A hard bike to ride

gwimweeper, May 21, 11:06am

debulebule, May 21, 11:19am
Some guys at my high school made one and bought it out each fundraiser, pay $1 and try ride it 10 metres, win $100. No one ever did it in my 5 years there.

tamarillo, May 21, 12:06pm
That was great, thanks

sr2, May 21, 12:26pm
Amazing, thanks for posting.

nzoomed, May 21, 12:45pm
seen these before the handlebars are reversed! lol

bwg11, May 21, 12:47pm
Did this at university many years back. It doesn't need geared reversed steering to make a virtually URB (unridable bicycle). Tampering with front-end geometry will do.

This is an interesting read:

http://socrates.berkeley.edu/~fajans/Teaching/MoreBikeFiles/JonesBikeBW.pdf

zak410, May 21, 12:47pm
haha, as a kid I crushed unto a parked car trying to ride my bike with my arms crossed.

gsimpson, May 21, 1:31pm
It can be done. It is just most cyclists don't understand the engineering dynamics involved.

The rules of a bicycle are.
1. You balance the bike with the steering.
2. Steer the bicycle with your weight.

Explanation.
1. As you are riding along and you start falling to the left, you steer to the left. This puts the tyre/road contact point under your centre of gravity and you stop falling. Fall to the right, turn right.

2. To steer the bike you lean in the direction you want to turn and then use the steering to balance the bike at rate of turn you want.

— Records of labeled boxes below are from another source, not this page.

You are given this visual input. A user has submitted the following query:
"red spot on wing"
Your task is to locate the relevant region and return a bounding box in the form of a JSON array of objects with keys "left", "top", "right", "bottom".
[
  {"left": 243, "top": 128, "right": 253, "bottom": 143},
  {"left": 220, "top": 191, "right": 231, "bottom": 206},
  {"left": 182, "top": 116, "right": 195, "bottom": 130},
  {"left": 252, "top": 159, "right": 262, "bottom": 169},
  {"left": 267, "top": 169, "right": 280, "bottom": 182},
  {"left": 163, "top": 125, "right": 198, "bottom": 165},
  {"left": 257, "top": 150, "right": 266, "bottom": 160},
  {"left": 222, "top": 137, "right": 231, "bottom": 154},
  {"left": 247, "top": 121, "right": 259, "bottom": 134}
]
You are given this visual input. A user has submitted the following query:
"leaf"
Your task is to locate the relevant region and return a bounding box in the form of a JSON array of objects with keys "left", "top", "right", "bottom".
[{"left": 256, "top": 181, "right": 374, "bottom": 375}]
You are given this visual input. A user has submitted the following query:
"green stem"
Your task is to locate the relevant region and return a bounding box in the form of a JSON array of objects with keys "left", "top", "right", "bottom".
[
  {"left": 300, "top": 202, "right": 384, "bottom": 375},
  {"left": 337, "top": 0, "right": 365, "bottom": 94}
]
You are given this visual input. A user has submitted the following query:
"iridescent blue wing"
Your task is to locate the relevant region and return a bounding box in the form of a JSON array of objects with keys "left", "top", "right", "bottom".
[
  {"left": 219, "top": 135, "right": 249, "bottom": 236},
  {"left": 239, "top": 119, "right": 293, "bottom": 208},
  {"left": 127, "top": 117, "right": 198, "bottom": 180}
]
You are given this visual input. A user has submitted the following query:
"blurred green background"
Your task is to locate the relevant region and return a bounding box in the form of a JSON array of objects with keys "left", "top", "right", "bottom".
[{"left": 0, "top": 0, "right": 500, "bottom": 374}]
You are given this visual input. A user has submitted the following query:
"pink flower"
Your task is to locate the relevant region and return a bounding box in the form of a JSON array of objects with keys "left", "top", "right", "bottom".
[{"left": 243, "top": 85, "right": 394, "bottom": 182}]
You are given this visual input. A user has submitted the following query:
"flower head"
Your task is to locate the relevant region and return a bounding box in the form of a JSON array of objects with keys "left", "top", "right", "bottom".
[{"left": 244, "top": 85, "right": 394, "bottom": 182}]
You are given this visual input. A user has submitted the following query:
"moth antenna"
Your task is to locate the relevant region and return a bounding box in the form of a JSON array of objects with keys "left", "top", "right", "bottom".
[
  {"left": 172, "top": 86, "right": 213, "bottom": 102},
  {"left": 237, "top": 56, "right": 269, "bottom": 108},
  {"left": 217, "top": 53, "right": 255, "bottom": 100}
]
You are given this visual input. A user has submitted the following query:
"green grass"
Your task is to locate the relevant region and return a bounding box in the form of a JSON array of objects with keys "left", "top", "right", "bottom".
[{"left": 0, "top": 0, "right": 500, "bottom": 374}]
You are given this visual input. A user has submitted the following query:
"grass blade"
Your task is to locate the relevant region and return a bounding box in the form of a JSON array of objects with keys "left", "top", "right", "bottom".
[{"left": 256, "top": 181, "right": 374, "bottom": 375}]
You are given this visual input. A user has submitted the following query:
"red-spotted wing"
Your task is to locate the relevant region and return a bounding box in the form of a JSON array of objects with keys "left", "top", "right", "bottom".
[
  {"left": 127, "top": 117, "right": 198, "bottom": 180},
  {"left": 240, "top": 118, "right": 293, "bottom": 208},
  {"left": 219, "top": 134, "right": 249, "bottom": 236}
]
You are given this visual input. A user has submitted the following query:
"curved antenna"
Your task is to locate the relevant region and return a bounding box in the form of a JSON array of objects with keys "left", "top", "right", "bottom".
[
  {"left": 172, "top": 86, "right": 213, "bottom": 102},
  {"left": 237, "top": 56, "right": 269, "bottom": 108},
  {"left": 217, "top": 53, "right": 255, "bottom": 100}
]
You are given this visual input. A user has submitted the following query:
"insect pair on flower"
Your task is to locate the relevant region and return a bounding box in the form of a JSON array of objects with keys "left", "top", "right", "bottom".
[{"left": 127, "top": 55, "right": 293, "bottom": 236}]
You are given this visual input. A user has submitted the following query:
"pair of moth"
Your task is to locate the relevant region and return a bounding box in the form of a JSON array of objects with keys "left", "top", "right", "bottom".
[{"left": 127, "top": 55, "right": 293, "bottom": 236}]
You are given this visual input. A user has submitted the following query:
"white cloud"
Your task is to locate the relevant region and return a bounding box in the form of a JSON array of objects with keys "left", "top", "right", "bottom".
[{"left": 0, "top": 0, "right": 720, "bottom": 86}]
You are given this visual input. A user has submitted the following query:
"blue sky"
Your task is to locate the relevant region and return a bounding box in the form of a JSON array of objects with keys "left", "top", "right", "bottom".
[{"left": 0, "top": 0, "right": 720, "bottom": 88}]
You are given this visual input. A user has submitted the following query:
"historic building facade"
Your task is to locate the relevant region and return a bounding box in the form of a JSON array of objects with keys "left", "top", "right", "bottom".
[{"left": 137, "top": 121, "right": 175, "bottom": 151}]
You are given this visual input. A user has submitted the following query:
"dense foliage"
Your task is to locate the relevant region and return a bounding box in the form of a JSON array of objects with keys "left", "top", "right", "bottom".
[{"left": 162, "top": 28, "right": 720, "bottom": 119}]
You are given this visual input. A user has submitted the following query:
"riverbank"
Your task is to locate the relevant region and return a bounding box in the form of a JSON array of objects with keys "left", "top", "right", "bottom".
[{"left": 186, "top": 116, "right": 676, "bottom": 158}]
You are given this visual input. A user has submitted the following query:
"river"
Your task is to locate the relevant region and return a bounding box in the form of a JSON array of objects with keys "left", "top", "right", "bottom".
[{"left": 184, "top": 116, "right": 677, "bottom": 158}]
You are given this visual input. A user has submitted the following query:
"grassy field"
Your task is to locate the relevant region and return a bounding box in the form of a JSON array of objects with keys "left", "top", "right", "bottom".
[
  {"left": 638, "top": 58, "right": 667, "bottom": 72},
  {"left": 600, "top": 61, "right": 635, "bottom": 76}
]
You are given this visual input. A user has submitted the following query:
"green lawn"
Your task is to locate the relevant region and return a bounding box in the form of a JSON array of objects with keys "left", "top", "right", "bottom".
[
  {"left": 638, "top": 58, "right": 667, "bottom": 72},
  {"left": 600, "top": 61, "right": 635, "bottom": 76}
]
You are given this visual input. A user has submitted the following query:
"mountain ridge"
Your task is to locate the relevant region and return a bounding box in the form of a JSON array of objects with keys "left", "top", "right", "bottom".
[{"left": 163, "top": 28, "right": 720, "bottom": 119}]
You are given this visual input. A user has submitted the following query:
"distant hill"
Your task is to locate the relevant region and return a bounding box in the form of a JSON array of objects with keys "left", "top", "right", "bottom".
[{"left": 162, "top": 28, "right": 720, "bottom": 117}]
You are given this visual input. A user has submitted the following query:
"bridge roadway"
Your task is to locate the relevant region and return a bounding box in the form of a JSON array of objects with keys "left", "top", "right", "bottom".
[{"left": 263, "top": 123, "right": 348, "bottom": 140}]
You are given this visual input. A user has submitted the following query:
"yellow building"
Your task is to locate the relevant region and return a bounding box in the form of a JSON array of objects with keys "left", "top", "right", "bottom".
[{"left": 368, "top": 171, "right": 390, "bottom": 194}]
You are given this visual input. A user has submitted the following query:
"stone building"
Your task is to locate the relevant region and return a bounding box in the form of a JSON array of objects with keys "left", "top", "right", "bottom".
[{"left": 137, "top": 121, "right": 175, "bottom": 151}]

To ride the URB you need to focus but just think "fall left turn right" "Fall right turn left". You steer as normal by leaning the way you want to turn.

sifty, May 21, 1:38pm
Yeah interesting.

trogedon, May 21, 1:49pm
Otherwise known as countersteering.

trogedon, May 21, 2:00pm
Brilliant ideas and video. I would've like to see him ride the URB just after the normal bike to show he could do both - if he could do both!

gsimpson, May 21, 2:55pm
My understanding of counter steering is to quickly initiate a fall to one direction to initiate a turn rather than balance the bike.

gsimpson, May 21, 2:57pm
Note that riding a tricycle is completely different. You balance the trike with your weight and turn the trike with the handbars. Adult tricycles (and motorcycles) are tricky for the uninitiated who think they will be a piece of cake.

towelynz, May 21, 3:15pm
There's a really easy trick to riding a bike like that. Cross your arms. Right hand on left grip and left hand on right grip.

Nothing complicated about it at all.

sr2, May 21, 3:29pm
No 2 is not quite correct. You initially steer in the opposite direction you wish to turn and then as the bike and rider falls over you then "countersteer" in the direction you wish to turn. (See # 10, Trog's on the nail).

nzoomed, May 21, 3:41pm
oddly enough the video showed people doing that and still unable to do so!

purple666, May 21, 3:46pm
The guys at The Gypsy Fair used to have one for people to try out, funny as to watch. I think there was a prize if you managed it.

woodypc, May 21, 3:48pm
People who say it is easy have no idea. If you wanted to countersteer this you could first have to countersteer the countersteer. Also science does NOT know yet how exactly we are able to ride a bike, there are formulas, but they only ever work in some situations, so it is still a mystery.

zak410, May 21, 4:06pm
that's why sidecars are such weird creatures to ride/drive.

trogedon, May 21, 4:21pm
This guy could probably do it in less than 8 months;
https://www.youtube.com/watch?v=ShbC5yVqOdI&safe=active. Well worth a watch!

kazbanz, May 21, 5:51pm
easy-2 bits of paper in the cog and bingo

widespec, May 22, 1:24am
yep and you would end up with no steering

gsimpson, Jan 20, 3:50am
My interpretation of the terminology is "countersteer" is to turn in the opposite direction to desired turn and "steer" to turn in the desired direction.